I'm ordering an Eheim 2217 as a second filter. Since it doesn't have any trays I would like to use bags for the bio media to make maintenance easier. What size of media bag should I look for?

Thank You


----------



## PfunMo (Jul 30, 2009)

I'm in the same shape. A major pain with the Ehiem is keeping the media parted. :x Using the barrels and the rock stuff, I want a bag to put one or the other into. Finding none that fit the round space so that bypass is minimum, I'm having the wife sew one up in a round shape. Nylon net seems to be the way I'm going. Very cheap and lasts a long time.


----------



## frozennorth (Dec 16, 2008)

I'm not too concerned about the bag being round. I think a square or rectangle ones should work too since the bag itself doesn't really take up any room. It just has to be big enough to fit the round shape. Just wondering about the size I should look for.


----------



## Mussin (Oct 30, 2008)

I just pack mine full of poly-fill from walmart. Its like 3 bucks a bag and will last for ever.

Jeremy


----------



## frozennorth (Dec 16, 2008)

The filter comes with media included so I want to use it.
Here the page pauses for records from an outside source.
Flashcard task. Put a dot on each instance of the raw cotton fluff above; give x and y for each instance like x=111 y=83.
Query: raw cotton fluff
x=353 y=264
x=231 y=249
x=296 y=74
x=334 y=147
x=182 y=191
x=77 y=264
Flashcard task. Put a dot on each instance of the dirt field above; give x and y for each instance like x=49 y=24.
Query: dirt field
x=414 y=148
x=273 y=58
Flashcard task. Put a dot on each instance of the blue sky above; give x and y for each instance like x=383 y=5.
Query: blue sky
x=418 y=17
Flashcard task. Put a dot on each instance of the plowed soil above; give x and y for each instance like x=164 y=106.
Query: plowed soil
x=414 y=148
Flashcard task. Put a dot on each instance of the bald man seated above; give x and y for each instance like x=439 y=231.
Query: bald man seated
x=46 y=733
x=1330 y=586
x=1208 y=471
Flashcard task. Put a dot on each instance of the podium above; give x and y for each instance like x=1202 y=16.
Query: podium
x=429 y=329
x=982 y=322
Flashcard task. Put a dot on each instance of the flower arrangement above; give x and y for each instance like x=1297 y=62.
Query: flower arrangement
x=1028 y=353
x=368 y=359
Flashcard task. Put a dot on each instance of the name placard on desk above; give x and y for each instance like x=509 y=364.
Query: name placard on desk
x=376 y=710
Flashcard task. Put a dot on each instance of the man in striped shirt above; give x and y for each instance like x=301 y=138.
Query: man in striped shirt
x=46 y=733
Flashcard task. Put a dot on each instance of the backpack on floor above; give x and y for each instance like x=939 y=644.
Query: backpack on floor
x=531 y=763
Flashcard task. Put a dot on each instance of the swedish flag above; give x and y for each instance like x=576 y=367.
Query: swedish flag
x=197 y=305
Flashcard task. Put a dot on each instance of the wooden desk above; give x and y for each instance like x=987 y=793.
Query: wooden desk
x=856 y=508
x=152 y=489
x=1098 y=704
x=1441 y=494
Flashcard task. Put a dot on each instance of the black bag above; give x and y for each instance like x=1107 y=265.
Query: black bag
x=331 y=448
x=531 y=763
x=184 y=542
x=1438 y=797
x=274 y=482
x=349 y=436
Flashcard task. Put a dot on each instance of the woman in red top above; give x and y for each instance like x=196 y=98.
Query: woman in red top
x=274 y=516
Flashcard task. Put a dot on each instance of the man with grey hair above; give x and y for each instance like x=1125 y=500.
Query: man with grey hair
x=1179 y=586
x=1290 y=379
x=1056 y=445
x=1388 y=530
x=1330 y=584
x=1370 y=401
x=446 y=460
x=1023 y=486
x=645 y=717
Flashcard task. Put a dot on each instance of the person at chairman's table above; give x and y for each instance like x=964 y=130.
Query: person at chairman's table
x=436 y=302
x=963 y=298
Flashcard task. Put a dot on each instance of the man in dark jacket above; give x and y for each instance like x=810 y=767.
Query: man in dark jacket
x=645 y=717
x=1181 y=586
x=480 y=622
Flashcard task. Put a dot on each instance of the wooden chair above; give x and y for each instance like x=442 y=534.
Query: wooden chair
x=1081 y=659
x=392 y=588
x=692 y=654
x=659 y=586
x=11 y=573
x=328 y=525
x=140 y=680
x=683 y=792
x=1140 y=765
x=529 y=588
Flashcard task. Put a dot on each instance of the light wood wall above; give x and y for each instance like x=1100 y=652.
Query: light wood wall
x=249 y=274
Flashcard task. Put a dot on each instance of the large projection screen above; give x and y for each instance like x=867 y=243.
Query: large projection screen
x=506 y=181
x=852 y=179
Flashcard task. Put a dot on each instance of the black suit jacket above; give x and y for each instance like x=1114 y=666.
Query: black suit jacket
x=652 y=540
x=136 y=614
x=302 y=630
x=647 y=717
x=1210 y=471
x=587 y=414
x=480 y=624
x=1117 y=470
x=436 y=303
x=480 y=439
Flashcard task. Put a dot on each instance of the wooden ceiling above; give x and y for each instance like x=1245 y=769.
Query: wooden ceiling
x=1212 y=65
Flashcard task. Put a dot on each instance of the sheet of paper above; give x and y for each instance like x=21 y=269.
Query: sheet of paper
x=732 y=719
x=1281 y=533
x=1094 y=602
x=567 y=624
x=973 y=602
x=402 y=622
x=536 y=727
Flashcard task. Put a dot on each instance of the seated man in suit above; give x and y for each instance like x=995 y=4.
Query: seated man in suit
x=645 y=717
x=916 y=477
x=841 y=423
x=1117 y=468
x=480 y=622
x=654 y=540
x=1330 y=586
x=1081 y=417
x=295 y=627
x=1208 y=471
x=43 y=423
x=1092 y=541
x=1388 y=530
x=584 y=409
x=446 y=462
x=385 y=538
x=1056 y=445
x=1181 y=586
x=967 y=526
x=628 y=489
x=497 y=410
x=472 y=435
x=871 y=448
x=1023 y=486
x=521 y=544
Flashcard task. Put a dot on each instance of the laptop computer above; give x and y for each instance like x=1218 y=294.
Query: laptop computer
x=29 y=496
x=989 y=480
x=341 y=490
I do have polyfill also and use it if there is space left.


----------



## KaiserSousay (Nov 2, 2008)

Pretty cheap, available at HD/Lowes.. 
or
Knee high womans hose
or 
Fiberglass window screen, cut to size.. 
or 
For hardcore DIYers, you could cut plastic discs for media separators and silicone any of the above to them. 
or 
Be on the look-out for a container that would give a good, snug fit into the canister, then mod it for your trays...
Pay no attention to the looks you will get when you grab stuff off of the shelves, throw your measuring tape on them, and either grin or shake your head in despair.


----------



## frozennorth (Dec 16, 2008)

I found out that some laundry bags work great too. I'm looking for something that contains the media and I can just lift the whole bag out and swish it in tank water (not in the tank though  ). I'm sure I'll find something.


----------



## TKC747 (Dec 5, 2008)

http://www.marinedepot.com/ps_searchItem.aspx?idcategory=FIFMFB


----------